The scheme benefitted everyone. The council now owned an asset it could invest in and rent to a family, giving up a unit for which there was less (although still substantial) demand. The home owner was released from the burden of managing and maintaining a large house, often on a fixed income, and got a rented home with the support of a warden as well as a significant capital sum they could invest. The policy tackled both under-occupation and overcrowding.
The scheme was, of course, brought to a halt when Meryl Streep became Prime Minister in 1979. For ideological reasons the Tory government stopped ‘municipalisation’ and all the benefits of the scheme were lost. Elderly home owners were deprived of the opportunity to become residents of sheltered housing, which many of them aspired to do.
I suppose I should be pleased that Grant Shapps has started to reinvent the wheel to encourage older people to ‘downsize’ in a voluntary and non-coercive way. It contrasts sharply with Government’s bullying bedroom tax for social tenants who under-occupy.

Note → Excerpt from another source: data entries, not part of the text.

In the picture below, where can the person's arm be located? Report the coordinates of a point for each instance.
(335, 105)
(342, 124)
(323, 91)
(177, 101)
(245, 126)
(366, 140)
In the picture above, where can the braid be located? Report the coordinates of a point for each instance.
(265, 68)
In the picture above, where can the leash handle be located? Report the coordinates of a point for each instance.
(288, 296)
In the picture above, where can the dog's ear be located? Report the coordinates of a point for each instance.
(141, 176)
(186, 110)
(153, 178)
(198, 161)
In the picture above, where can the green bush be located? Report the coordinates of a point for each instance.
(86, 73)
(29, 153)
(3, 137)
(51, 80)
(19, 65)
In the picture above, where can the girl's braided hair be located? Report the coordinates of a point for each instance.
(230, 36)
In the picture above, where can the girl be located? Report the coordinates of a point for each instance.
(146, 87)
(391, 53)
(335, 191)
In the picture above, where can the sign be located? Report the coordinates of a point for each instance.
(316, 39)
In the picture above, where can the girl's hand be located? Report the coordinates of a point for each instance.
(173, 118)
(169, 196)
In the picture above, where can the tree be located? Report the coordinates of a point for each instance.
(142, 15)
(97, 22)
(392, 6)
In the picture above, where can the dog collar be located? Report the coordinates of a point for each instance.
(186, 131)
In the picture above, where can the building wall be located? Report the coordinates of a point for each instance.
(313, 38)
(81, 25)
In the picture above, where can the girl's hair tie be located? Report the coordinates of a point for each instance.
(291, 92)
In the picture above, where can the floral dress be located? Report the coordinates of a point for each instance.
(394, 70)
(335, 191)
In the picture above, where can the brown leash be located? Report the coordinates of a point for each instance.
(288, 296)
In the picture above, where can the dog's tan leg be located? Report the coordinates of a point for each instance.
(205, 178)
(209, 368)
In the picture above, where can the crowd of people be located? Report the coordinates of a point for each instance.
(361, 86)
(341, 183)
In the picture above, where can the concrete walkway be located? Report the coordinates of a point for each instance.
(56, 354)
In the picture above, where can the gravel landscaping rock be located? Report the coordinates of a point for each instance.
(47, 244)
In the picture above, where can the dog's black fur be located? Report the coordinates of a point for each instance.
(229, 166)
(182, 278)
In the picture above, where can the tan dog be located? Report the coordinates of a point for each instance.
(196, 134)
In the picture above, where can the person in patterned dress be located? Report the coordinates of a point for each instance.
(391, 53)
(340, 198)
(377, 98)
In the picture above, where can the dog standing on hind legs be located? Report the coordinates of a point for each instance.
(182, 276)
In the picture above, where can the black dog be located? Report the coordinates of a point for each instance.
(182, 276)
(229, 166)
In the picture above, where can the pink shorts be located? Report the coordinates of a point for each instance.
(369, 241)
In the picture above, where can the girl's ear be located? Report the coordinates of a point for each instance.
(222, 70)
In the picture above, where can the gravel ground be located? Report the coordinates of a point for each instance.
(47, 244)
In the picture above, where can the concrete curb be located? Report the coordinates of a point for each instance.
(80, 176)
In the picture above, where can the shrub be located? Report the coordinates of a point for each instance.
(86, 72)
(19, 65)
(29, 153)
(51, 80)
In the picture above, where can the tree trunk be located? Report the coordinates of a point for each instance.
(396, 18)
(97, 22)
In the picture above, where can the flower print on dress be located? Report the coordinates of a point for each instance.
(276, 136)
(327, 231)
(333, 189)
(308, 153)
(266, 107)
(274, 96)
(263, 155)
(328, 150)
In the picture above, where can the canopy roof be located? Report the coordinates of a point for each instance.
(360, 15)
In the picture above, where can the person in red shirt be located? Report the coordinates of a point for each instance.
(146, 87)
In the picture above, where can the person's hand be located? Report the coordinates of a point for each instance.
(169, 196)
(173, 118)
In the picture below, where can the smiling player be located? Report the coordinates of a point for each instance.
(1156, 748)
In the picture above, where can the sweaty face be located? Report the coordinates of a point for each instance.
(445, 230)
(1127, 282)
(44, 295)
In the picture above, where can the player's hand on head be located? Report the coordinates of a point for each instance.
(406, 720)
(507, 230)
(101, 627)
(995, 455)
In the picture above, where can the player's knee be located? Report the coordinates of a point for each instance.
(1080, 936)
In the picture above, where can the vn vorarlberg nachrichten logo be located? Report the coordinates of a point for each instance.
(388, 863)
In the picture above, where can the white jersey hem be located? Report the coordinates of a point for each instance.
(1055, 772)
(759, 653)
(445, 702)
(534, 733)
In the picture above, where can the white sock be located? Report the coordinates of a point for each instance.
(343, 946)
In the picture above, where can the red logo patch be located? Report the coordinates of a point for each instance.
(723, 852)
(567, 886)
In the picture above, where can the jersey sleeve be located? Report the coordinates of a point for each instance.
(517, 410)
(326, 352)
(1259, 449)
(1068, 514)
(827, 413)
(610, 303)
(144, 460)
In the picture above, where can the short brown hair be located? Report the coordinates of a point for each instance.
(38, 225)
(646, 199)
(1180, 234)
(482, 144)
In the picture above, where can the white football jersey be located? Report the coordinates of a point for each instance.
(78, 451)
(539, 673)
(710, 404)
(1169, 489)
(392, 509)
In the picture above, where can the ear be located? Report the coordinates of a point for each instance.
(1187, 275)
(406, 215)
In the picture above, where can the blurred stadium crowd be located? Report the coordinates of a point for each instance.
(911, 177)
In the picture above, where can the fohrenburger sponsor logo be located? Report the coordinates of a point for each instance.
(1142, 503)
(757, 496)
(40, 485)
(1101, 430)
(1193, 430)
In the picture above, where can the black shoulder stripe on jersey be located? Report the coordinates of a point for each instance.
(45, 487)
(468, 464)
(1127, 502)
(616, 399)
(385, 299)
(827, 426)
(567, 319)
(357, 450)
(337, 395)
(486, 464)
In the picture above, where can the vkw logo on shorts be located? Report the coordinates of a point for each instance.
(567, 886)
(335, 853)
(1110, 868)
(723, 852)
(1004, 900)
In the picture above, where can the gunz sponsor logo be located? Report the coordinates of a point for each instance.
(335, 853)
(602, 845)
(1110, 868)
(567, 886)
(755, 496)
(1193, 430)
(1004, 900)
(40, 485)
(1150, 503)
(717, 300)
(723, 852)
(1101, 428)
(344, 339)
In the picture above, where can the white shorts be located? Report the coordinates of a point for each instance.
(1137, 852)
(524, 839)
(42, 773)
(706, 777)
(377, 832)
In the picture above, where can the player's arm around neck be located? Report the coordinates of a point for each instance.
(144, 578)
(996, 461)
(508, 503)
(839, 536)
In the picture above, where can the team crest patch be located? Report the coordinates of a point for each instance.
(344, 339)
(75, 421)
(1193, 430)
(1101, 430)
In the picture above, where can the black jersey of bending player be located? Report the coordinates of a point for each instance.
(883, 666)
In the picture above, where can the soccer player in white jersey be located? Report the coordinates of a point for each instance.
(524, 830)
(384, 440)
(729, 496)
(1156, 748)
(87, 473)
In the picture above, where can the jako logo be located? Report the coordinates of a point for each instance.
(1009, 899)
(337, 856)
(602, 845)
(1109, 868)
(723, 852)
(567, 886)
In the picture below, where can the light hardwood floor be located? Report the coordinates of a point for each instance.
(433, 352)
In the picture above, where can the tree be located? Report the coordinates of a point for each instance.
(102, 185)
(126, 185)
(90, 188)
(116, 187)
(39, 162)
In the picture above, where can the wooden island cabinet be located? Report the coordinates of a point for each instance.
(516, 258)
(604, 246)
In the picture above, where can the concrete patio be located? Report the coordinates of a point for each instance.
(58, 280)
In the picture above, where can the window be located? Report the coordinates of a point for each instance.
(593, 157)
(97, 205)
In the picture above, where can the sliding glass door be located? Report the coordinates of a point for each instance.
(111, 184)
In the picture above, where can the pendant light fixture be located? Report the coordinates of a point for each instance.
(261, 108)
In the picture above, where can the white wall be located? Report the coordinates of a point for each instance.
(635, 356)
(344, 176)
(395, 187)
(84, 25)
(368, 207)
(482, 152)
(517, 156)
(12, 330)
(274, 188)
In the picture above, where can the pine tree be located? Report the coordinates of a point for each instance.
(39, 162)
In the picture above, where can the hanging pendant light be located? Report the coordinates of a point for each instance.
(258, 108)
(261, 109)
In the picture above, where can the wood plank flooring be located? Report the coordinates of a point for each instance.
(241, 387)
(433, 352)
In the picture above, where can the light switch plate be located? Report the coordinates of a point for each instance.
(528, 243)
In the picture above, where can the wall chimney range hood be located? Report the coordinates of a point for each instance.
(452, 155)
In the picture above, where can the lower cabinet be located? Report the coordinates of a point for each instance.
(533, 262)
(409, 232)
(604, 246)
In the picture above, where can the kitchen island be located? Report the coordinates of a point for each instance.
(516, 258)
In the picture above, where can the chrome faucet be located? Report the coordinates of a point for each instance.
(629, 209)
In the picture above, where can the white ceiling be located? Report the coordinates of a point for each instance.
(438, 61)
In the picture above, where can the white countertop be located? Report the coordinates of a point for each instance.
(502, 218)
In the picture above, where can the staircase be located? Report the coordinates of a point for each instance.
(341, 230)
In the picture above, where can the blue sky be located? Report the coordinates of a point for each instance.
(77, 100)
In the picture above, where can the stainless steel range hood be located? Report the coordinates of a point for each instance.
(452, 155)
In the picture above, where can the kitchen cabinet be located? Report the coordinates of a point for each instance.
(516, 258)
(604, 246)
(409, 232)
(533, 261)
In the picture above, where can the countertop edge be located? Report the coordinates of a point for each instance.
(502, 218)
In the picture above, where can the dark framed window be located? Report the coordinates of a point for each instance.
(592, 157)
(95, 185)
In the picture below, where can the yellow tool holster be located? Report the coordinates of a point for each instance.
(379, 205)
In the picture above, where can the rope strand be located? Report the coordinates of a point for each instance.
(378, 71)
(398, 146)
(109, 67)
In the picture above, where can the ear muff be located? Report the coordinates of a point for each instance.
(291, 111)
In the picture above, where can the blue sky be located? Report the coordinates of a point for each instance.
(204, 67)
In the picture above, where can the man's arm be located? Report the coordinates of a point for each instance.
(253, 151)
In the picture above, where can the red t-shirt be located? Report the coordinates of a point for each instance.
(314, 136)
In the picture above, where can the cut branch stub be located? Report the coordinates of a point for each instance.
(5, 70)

Unfortunately the ideological objection to municipal ownership remains in his new scheme. In what passes as a Government announcement these days, Shapps told the Daily Telegraph that, instead of selling their home to the council, the elderly home owner would move into suitable rented or sheltered housing (which regrettably is in decline following changes in the Supporting People regime) and the council will lease their property, taking responsibility for maintaining and letting the property at ‘affordable rates’ (which I presume means well above social rent levels).
Based on an existing pilot scheme in Redbridge, the council would pay the costs of moving, renovations and financial advice. The former homeowners would receive the rental income and retain ownership of the home for their estate. As the council does not own the home, it will be willing to take on management and maintenance costs but will not want to invest in the property for the long term.
One issue is that it remains unclear whether Shapps intends that the rent received by the former owner would be net of management and maintenance costs; this would seem obvious but the (Lib Dem) Deputy leader of Redbridge Council wrote on ConservativeHome that “The home owner retains ownership of their home which is leased to the council to provide us with additional social housing. The owner receives all of the rent as income, as well as free property management.” ‘All of the rent’ seems to me to be not the right thing to do, and undermines the viability of the scheme.
Another issue to be resolved is the tenancy terms on which the new tenant of the family home occupies it, and what happens to them if the owner dies and the home is part of their estate. I assume the tenant will only be given a fixed term tenancy but they should have some reasonable guarantee of their security and period of notice.
Subject to seeing such details of how a national scheme might work, this looks like a reasonable step forward. It’s just a pity that an entire generation of home owners wishing to downsize, and an entire generation of families wishing to rent a home, have been denied the opportunity because of Thatcher’s ideological purity.